Thursday, August 30, 2007

Friend or foe?

John Pilger has written a dreadful piece in the New Statesman, calling for a boycott of Israel. There is an excellent rebuttal at Engage by Jon Pike. I picked the article up through Jim Denham's thoughtful critique and added my own comment. Will's take on it at the Drink-soaked Trots is less delicately phrased, but it is hard to demur from the sentiments expressed.

I do not want to comment on the article itself but to write a very personal take on why I think that this section of the pro-Palestinian left is, in effect, one of the Palestinians' worst enemies. This is because they are not the partisans of peace, but of conflict.

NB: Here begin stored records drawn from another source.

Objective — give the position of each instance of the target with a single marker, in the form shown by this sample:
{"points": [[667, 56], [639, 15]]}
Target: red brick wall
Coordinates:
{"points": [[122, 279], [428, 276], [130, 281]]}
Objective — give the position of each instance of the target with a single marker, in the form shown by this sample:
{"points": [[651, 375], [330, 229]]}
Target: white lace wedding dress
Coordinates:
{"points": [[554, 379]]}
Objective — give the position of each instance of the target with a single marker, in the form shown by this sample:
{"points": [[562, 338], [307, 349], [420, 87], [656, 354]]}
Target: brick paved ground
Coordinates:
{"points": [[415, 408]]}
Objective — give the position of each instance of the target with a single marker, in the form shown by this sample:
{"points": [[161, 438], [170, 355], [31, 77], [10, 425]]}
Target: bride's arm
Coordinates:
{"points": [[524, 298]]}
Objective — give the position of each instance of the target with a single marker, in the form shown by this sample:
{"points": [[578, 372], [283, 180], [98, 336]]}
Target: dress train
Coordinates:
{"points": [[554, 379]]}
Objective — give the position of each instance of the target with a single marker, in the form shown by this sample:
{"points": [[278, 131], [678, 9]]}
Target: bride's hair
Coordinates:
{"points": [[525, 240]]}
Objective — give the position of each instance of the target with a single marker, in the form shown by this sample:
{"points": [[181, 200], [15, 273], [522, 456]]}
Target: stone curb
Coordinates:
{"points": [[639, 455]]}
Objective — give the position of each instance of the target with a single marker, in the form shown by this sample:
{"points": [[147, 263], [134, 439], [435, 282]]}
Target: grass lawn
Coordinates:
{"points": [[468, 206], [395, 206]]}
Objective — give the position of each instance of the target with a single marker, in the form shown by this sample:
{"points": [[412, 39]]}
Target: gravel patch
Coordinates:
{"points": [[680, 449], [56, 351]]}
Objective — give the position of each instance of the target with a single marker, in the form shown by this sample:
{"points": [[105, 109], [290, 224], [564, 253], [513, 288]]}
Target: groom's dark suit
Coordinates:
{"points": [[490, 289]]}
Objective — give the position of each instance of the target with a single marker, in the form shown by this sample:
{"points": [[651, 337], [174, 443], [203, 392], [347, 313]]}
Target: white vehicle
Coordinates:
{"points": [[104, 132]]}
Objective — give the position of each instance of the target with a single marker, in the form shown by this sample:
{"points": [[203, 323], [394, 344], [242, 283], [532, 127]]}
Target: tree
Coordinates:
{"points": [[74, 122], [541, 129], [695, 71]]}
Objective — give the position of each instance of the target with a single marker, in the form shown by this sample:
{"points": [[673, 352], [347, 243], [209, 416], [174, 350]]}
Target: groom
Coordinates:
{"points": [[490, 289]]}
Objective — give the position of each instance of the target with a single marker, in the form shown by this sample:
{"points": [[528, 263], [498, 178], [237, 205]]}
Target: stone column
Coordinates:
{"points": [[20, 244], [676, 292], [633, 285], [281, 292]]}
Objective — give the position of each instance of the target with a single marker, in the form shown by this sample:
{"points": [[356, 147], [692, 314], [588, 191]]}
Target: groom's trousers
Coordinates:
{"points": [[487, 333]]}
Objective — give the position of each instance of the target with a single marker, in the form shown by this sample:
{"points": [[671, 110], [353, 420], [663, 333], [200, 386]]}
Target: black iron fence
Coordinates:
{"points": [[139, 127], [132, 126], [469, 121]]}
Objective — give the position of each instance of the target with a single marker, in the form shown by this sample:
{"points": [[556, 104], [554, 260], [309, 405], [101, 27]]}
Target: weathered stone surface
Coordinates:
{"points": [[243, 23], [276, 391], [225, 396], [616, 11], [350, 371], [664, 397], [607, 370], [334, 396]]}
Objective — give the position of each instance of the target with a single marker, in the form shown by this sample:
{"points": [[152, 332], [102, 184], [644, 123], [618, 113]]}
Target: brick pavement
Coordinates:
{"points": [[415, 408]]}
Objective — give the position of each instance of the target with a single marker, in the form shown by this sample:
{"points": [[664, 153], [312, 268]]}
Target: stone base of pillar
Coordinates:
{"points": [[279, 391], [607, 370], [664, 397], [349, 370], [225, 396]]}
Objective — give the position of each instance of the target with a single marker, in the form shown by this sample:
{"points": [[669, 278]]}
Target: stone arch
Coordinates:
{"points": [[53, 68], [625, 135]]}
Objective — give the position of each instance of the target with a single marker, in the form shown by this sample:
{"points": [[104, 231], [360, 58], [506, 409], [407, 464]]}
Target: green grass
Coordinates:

Let me first get this straight. I come from a position sympathetic to the Palestinians. I was a volunteer English teacher on the West Bank in the early eighties. The establishment of the State of Israel did lead to the dispossession of the Palestinians, a bitter experience and a continuing hardship. This was compounded by the occupation following the war of 1967. The reasons for the Palestinian 'catastrophe' was the failure by all parties, including the British and the Arabs, for whatever reasons, to accept and impose the 1947 UN resolution creating both a Jewish and a Palestinian state. This two state solution is still the only practical basis for a just settlement.

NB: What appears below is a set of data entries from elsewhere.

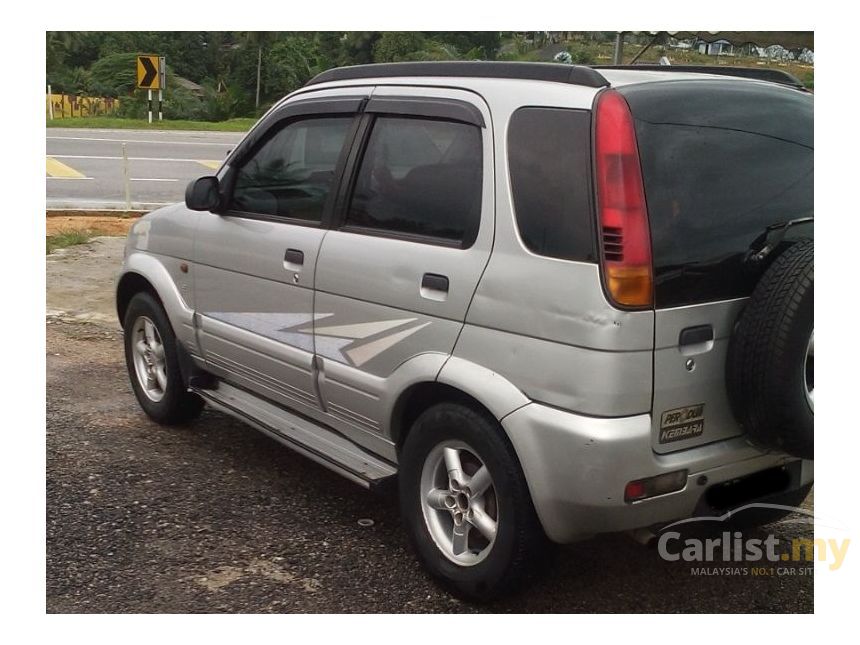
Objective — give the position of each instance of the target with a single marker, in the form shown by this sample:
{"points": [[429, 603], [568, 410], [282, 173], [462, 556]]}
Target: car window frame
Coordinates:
{"points": [[349, 107], [418, 108]]}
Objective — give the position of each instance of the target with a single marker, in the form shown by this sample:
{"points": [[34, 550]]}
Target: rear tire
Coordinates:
{"points": [[153, 364], [504, 541], [770, 365]]}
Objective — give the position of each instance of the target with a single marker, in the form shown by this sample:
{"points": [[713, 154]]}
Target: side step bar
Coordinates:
{"points": [[317, 442]]}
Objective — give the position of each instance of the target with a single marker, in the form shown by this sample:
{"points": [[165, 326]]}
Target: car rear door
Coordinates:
{"points": [[414, 231], [722, 160], [254, 261]]}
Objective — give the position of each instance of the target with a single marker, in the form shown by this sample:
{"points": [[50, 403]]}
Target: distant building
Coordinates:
{"points": [[716, 48]]}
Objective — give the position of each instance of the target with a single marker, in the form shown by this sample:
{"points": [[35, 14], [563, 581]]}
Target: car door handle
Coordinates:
{"points": [[294, 256], [434, 282], [696, 335]]}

However, a one-state settlement remains as a temptation. Far right Zionist nationalism has talked of involuntary population transfers, modelled on the Greek and Turkish population exchanges following on from the Treaty of Lausanne, in order to incorporate the whole of Mandatory Palestine into an enlarged State of Israel. Palestinian rejectionist movements dream of reversing the defeats in successive wars and achieving a final victory over Israel. This has taken several forms from the 'secular democratic state' to the statement in the Hamas Charter that 'the land of Palestine has been an Islamic Waqf throughout the generations and until the Day of Resurrection, no one can renounce it or part of it, or abandon it or part of it' (not very comforting to the significant Palestinian Christian minority). This rejectionism has invariably been accompanied by bloody violence. The latest excrescence of the suicide murder of civilians is the most sickening, squandering the Palestinians' moral and political capital - and that is all they have.

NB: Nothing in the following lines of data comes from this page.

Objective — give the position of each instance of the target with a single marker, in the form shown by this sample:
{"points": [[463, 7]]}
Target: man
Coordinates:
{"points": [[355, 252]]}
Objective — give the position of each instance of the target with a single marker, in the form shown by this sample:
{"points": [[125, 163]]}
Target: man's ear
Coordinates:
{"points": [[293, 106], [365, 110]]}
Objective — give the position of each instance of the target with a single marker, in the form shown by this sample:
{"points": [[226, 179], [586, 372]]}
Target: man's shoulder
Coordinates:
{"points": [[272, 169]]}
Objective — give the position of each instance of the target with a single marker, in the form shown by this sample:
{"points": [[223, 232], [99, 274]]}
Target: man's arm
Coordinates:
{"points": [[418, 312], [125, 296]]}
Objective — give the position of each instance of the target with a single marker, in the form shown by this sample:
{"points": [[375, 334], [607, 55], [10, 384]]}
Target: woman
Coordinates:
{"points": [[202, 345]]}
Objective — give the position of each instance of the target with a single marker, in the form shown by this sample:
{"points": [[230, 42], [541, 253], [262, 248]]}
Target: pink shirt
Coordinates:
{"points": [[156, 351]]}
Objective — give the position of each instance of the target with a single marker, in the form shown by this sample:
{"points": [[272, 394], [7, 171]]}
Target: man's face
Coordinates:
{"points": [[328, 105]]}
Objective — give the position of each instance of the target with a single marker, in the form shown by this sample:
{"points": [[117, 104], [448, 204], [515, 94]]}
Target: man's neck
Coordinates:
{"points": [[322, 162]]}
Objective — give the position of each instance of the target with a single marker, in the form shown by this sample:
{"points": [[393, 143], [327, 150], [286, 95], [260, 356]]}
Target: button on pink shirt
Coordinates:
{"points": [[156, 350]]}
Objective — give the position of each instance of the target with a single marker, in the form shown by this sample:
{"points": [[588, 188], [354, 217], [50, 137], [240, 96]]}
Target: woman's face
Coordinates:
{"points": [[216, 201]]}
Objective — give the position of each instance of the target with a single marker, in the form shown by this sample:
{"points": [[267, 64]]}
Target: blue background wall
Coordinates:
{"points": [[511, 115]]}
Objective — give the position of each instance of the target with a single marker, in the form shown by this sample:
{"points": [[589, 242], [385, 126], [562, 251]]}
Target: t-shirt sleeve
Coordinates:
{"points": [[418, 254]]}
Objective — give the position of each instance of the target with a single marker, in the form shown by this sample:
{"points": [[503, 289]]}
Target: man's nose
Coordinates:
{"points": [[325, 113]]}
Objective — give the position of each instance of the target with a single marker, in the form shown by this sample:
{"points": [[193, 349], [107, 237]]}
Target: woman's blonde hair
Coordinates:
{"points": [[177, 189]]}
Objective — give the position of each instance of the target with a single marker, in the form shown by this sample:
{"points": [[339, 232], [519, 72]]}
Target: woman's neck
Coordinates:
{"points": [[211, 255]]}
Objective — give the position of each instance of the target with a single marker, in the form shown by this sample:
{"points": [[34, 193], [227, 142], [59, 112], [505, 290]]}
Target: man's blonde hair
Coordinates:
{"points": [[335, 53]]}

So where does the Pilger inspired pro-Palestinian left go? Do they accept the undeniable legitimacy, or at least the permanence, of Israel and argue for a similar legitimacy for Palestinian national self-determination? To do so would mean engaging with, not boycotting, peace activists on both sides, educationalists and artists, trade unionists and human rights activists. No, they try to define the conflict according to their own lexicon. Zionism becomes racism, it is Apartheid, 'ethnic cleansing', colonialism and an agent of American imperialism. By implication those that struggle against it are the noble heroes of an anti-colonial struggle, regardless of their motivation, actions and purpose. They act as apologists for the partisans of an unwinnable struggle for a single state. And while the dynamics of conflict worsen, they can continue to feel ever more self-righteous in their advocacy.

The Palestine/Israel conflict is not easily reducible to categories, it has a unique and complex history. However, it is not about what this section of the left says it is. It is a struggle over land, self-determination, security and human rights. It is rooted in trauma - for one people genocide, for the other dispossession - and has been mediated by war and terrorism. The choice of peace means a de-escalation of violence, mutual recognition and continuing political engagement. It is hard to see that coming from the rhetoric of the left, as they act as cheerleaders for one side, rather than for the painful, slow and difficult processes that confront violence and seek reconciliation. By apologising for the worst, they betray the best. The Palestinians are ill served by such friends.

UPDATE

Terry Glavin has linked to this post as it appears on the Drink-soaked Trots. He has other links and, in particular, there are two videos that are well worth watching and circulating widely. You can see them here.

3 comments:

Anonymous said...

This post is really marvelous stuff.

Anyone who isn't a 'two stater' is a fucking mental heed-the-ball.

Keep on keeping on Peter!

Anonymous said...

An excellent post.

The “Pro-Palestinian left” could be better described as the "Anti-Israeli" left, since the bulk of their activity is geared toward punishing Israel, not supporting Palestine.

Careful though: Nick Cohen found out the hard way that while not all Anti-Zionists are Anti-Semites, all Anti-Semites are Anti-Zionists.

Anonymous said...

Thank you for the links – I particularly recommend the video links.

Pilger is a vain man whose past record contains a truth: After a while you begin to believe your own legend. Somehow, since at least the end of the eighteenth century, in the west to be 'any good' you have had to be a contrarian, especially one opposed to the society which produced you. It never crosses the minds of such people what their prospects would be under the kind of government they wish to impose upon everyone else. Tom Paine got locked up by the revolting French and chased out of revolutionary America; no matter, still a great survivor under the hated autocracies. Latterly, Stalin enjoyed pin up boy status among a million fellow travellers languishing in the gulags of western Universities.

Such people as Tom Wolfe said so cruelly, " ... are not soldiers. They are actors." Personally, I should not like my own prospects determined by the self-love of poseurs.